Plus de neuf mois après son lancement en grande pompe, le navigateur web d’OpenAI tire déjà sa révérence. Annoncé en marge du déploiement de GPT-5.6, l’abandon de ChatGPT Atlas le 9 août prochain marque un aveu d’échec face à Google Chrome, mais surtout un pivot stratégique majeur. Face à un Anthropic offensif sur le secteur des entreprises, Sam Altman et ses équipes semblent ne plus avoir de temps pour les distractions. Voici l’ère de la rationalisation et de la « super-app » de bureau.
Un feu de paille nommé Atlas
Souvenez-vous : en octobre 2025, la Silicon Valley ne jurait que par la réinvention du navigateur web. C’est dans cette effervescence qu’OpenAI avait présenté ChatGPT Atlas, un navigateur basé sur Chromium conçu pour fusionner la recherche en ligne et l’IA générative.
L’ambition était grande, mais la réalité s’est avérée plus terne. Quelques jours à peine après sa sortie, le navigateur s’était déjà retrouvé sous le feu des critiques de l’EFF, accusé d’être un cauchemar pour la vie privée en aspirant des données personnelles sensibles, notamment médicales, dans sa mémoire partagée. Et lors de notre test complet, nous avions pointé du doigt les lourdeurs d’un mode agent trop lent, des bugs de tri d’onglets et des restrictions jugées excessives, comme le blocage systématique de tout contenu pour adultes.
Entre un désintérêt rapide des utilisateurs et la domination toujours intacte de Google Chrome, l’aventure Atlas ressemble à un gouffre d’énergie technique pour un retour sur investissement resté modeste.
Le « code red » face à Anthropic : finies les quêtes secondaires
Pourquoi débrancher Atlas si vite ? Une des explications avancées tient en un mot : Anthropic. La maison-mère de Claude enchaîne les succès auprès des professionnels avec des outils comme Claude Code et Cowork. En interne, chez OpenAI, la tension serait montée d’un cran. Fidji Simo, responsable des applications de la firme, n’a pas mâché ses mots dans un mémo consulté par le Wall Street Journal : l’entreprise doit agir comme si elle était sous « code red » et cesser de se laisser distraire par des « quêtes secondaires ».
« Nous avons pris conscience que nous dispersions nos efforts entre trop d’applications et de piles technologiques, et que nous devions simplifier notre approche », aurait ainsi déclaré Fidji Simo en interne.
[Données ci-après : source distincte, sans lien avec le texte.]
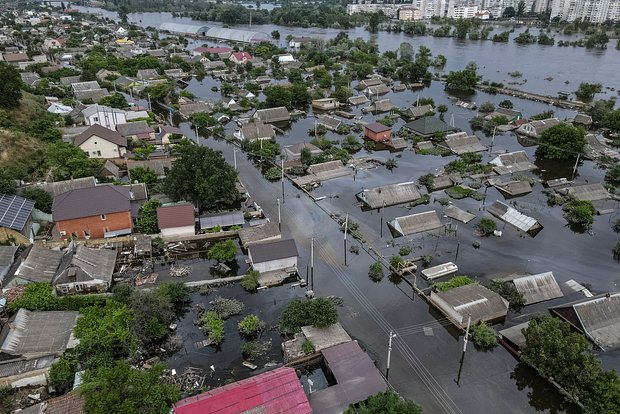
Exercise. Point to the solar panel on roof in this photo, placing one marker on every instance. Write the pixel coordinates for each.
(14, 211)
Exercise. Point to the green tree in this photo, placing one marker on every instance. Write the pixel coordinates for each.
(7, 183)
(579, 212)
(223, 252)
(387, 402)
(201, 175)
(318, 312)
(10, 87)
(147, 222)
(68, 161)
(587, 90)
(116, 100)
(561, 142)
(143, 175)
(42, 199)
(119, 388)
(463, 81)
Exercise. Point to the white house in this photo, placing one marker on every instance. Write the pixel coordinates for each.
(280, 255)
(100, 142)
(176, 220)
(104, 115)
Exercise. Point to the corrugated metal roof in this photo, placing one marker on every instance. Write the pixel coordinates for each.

Dans cette optique, maintenir un navigateur entier face à Chrome n’avait plus de sens stratégique pour la start-up.
La riposte : l’avènement de la « super-app » et de ChatGPT Work
Plutôt que d’éparpiller ses ingénieurs entre la vidéo (Sora), un navigateur web (Atlas), une application de bureau et un outil de code (Codex), OpenAI chercherait désormais à tout centraliser.
Les technologies de navigation et d’analyse d’écran d’Atlas ne disparaîtraient pas totalement : elles seraient transférées vers une nouvelle extension Chrome officielle et intégrées directement dans l’application de bureau ChatGPT. L’objectif affiché est de fusionner à terme l’application ChatGPT, l’outil de codage Codex et les capacités d’agents autonomes au sein d’une seule interface pour PC et Mac, la fameuse « super-app ».
Cette transition s’est d’ailleurs déjà matérialisée ce mois de juillet avec la sortie de ChatGPT Work, un agent capable de manipuler des fichiers locaux, d’automatiser des tâches répétitives sur Slack ou Teams et d’interagir directement avec des outils professionnels. Le schéma est celui d’une pyramide à trois branches : une application de bureau unifiée qui chapeaute ChatGPT pour le grand public, Codex pour le code, et ChatGPT Work pour les tâches agentiques en entreprise.
Un pari encore incertain
En abandonnant Atlas, OpenAI ne renonce pas à ses ambitions, mais réoriente ses efforts vers ce qui est présenté en interne comme la bataille prioritaire de 2026 : celle des agents capables de travailler à la place de l’utilisateur. Reste à savoir si cette super-app parviendra à tenir la promesse de fluidité que le navigateur Atlas, lui, n’aura jamais réussi à honorer.